Pero, sin duda, uno de los méritos de Cahiers du Cinéma y otros sectores de la crítica francesa, y de otras partes, está en haber ensanchado la categoría de autor, antes muy restringida, a una franja más amplia de realizadores, especialmente de la industria norteamericana y por lo tanto sometidos a las condiciones imperantes en los grandes estudios. Esos filmmakers, que nunca reivindicaron para sí la categoría de creador o de autor, van a ser nivelados con otros cuyos rasgos autorales eran más ostensibles. Así, Hitchcock y Hawks, pero también Cukor y Minnelli, Mankiewicz y Preminger, Nicholas Ray y Anthony Mann, entre otros, adquieren un estatus (antes negado o retaceado) a la altura de Murnau y Lang, de Lubitsch y Stroheim, de Ophüls y Dreyer, de Chaplin y Welles, de Renoir y Sacha Guitry, de Rossellini y De Sica, de Mizoguchi y Ozu. Los textos de Jacques Rivette “Genio de Howard Hawks” y “Defensa de Rossellini”, publicados en Cahiers du Cinéma, constituyen dos de las más lúcidas sustentaciones del viraje de la joven crítica y del espíritu que anima a la cinefilia que se afirma. Con matices y diferencias de apreciación (las reservas de Truffaut a la obra de John Ford, por ejemplo) la cinefilia naciente se abre paso y, desde luego, se diversifica con el correr del tiempo.  

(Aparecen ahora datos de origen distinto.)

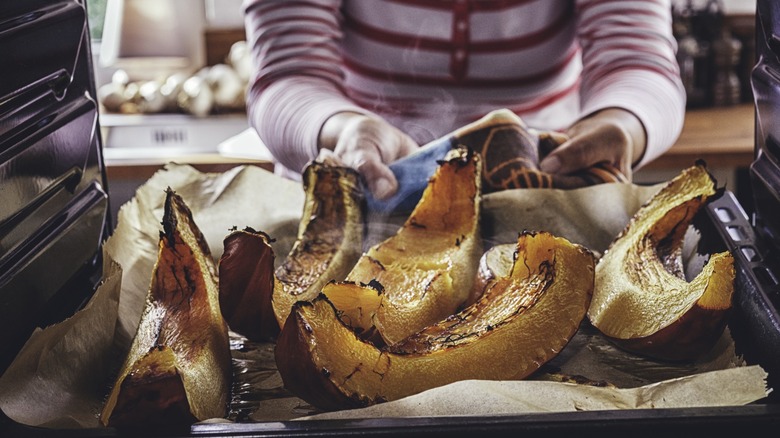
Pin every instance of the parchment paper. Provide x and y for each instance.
(63, 373)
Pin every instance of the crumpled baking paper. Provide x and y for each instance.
(63, 373)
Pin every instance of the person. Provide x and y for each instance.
(372, 80)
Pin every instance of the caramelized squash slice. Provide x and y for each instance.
(642, 300)
(178, 369)
(330, 236)
(427, 269)
(520, 322)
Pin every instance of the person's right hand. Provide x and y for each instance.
(367, 144)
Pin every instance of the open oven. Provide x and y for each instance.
(54, 218)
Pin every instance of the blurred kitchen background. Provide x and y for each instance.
(171, 77)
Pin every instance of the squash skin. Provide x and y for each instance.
(246, 284)
(330, 236)
(178, 369)
(427, 269)
(521, 322)
(642, 301)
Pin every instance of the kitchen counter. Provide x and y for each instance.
(722, 137)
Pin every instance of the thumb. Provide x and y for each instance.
(380, 179)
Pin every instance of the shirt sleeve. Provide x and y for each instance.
(297, 81)
(629, 61)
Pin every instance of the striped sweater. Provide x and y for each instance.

Desde fines de los cincuenta, y con la llegada de los ex críticos de Cahiers a la realización y de otros movimientos que surgen en Europa y en otros continentes, la cinefilia se va abriendo a otros horizontes, sin que las reivindicaciones cahieristas pierdan vigencia. Claro, la noción de autor que se instala está acompañada por un concepto distinto, que no apela a los “grandes temas”, a “la trascendencia del mensaje” o a la ostentación de los recursos visuales, muy presentes en la crítica periodística y el cineclubismo dominantes a escala internacional. La atención a la “puesta en escena” produce un claro desplazamiento de los centros de interés y se descubre esa riqueza expresiva oculta que habita en una porción del cine de géneros y no solo el norteamericano, también el francés, el italiano y el de diversos países. Con el paso de los años, la revisión ha permitido redescubrir obras personales que en América Latina pasaron inadvertidos en su momento: desde la mayor parte de las películas mexicanas de Buñuel (solo apreciadas en su época por unos pocos críticos, entre ellos los de la onda surrealista de Positif) hasta los melodramas criminales del mexicano Roberto Gavaldón o del argentino Carlos Hugo Christensen.  

Como sea, y con todos los excesos que haya podido tener, la pasión por el cine que ha seguido esa línea de continuidad ha estimulado de manera permanente el descubrimiento de filmes valiosos, la revisión constante de lo ya conocido, las nuevas lecturas de las obras consideradas canónicas, de los diversos estilos y movimientos, es decir, ha sido un factor movilizador que ha opacado las manifestaciones más solitarias y aisladas. Digamos que la cinefilia activa ha superado (no necesariamente en número, pero sí en influencia) a la cinefilia pasiva y parasitaria que, desde luego, tiene también todo el derecho a la existencia. Esta revista no es sino un avatar más de una cinefilia activa y productiva. 

Texto originalmente publicado en la edición número 4 de Ventana Indiscreta (segundo semestre del 2010).